Com a inteligência artificial, é possível usar esses dados coletados para avaliar as probabilidades de uma ação judicial ter êxito, melhorando significativamente a previsibilidade e eficácia dos resultados.
Imagine poder avaliar como um caso semelhante ao seu foi julgado por determinado juiz? Se a probabilidade é de que a ação não tenha êxito, não seria melhor tentar um acordo com a outra parte?
Paralelamente, os operadores do direito terão de reaprender a escrever, ou aprender a programar. A partir do momento em que inteligência artificial responderá por grande parte da leitura de petições, contratos e documentos, utilizar os algoritmos corretos para tornar sua petição e documentos “legíveis” de forma efetiva pela inteligência artificial é uma exigência anunciada.
Fazer seus argumentos serem corretamente analisados e, sendo o caso, diferenciados dos casos comuns, exigirá plena compreensão da IA utilizada pelos Tribunais e capacidade de falar a língua da inteligência artificial.
Mais um exemplo da necessária “colaboração” entre a máquina e homem para o exercício profissional do futuro próximo.
5. Diagnósticos personalizados
A próxima vez que você visitar o seu médico, o diagnóstico poderá ser feito com a ajuda de uma ferramenta de inteligência artificial.
A Mundipharma Portugal e a IBM Portugal criaram uma solução que utiliza a inteligência artificial para o tratamento do diabetes tipo 2.
A World Artificial Intelligence for Diabetes (W.AI.DI), possibilita que os médicos identifiquem os fatores-chave para um tratamento mais individualizado da doença, como as características físicas e psicológicas do paciente, a definição de um alvo terapêutico e a substância ativa que melhor se adapta à sua condição.
A inteligência artificial será uma divisora de águas em questão de saúde, possibilitando a todos maior conhecimento de seu DNA, genoma, logo, predisposição para doenças, alimentos condizentes com seu perfil genético e estilo de vida, tratamentos para doenças preexistentes, entre milhares de outras disrupções já em desenvolvimento.

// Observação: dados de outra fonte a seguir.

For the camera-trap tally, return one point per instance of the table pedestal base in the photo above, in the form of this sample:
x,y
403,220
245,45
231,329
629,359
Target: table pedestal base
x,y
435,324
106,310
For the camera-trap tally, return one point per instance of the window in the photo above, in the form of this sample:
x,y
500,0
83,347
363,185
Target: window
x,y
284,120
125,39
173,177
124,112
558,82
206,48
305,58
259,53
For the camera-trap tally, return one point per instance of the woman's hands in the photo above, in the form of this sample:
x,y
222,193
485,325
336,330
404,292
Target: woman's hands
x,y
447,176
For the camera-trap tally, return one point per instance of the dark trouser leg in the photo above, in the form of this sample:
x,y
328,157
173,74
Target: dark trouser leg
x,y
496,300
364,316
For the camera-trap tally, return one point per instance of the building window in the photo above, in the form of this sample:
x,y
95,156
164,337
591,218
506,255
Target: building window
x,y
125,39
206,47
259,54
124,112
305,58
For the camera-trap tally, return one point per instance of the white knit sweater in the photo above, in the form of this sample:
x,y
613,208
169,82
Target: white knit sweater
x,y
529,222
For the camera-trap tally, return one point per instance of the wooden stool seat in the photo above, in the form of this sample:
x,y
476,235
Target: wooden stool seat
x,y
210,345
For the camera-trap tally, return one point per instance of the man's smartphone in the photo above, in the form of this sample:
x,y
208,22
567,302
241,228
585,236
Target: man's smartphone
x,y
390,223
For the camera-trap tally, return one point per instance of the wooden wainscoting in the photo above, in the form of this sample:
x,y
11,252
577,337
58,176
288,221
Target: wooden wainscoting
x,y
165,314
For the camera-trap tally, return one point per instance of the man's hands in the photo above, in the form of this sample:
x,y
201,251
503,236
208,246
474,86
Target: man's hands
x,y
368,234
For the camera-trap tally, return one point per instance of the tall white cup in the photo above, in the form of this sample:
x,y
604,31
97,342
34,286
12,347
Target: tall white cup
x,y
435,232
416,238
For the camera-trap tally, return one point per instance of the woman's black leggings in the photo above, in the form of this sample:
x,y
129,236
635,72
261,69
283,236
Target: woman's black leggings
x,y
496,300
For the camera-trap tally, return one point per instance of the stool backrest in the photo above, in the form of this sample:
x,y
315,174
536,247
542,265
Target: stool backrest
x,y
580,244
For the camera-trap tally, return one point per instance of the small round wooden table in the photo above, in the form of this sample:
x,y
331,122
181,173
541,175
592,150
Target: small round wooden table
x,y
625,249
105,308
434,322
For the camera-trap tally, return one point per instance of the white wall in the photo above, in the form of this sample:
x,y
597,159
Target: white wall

O combate à COVID-19 está tendo utilização maciça de tecnologia e inteligência artificial, sendo esta uma das principais razões do desenvolvimento de vacinas em tempo recorde, impensáveis poucos anos atrás.
Conclusão
As mudanças causadas pela inteligência artificial tornam diversos empregos “ultrapassados”, ao mesmo tempo em abrem uma janela enorme de possibilidades para empreendedores, além de um impacto ultra positivo na qualidade de vida das pessoas. Isso é fato.
E é natural que os dados inquietantes apresentados acerca disso criem uma zona de perturbação para aqueles que ainda insistem em evitar a realidade digital e seu avanço exponencial.
Todavia, acredito que as atividades humanas não serão substituídas, na medida em que é impossível para a máquina ter as mesmas ligações cognitivas infinitas inerentes às pessoas, principalmente a capacidade de criar.
Ao ser questionado se a inteligência artificial deseja colocar a mente humana dentro do computador, John McCarthy, do qual falamos no início do texto, respondeu:
Alguns pesquisadores dizem ter esse objetivo, mas talvez estejam usando a frase metaforicamente. A mente humana possui diversas peculiaridades, e não tenho certeza de que alguém pense seriamente em imitar todas elas.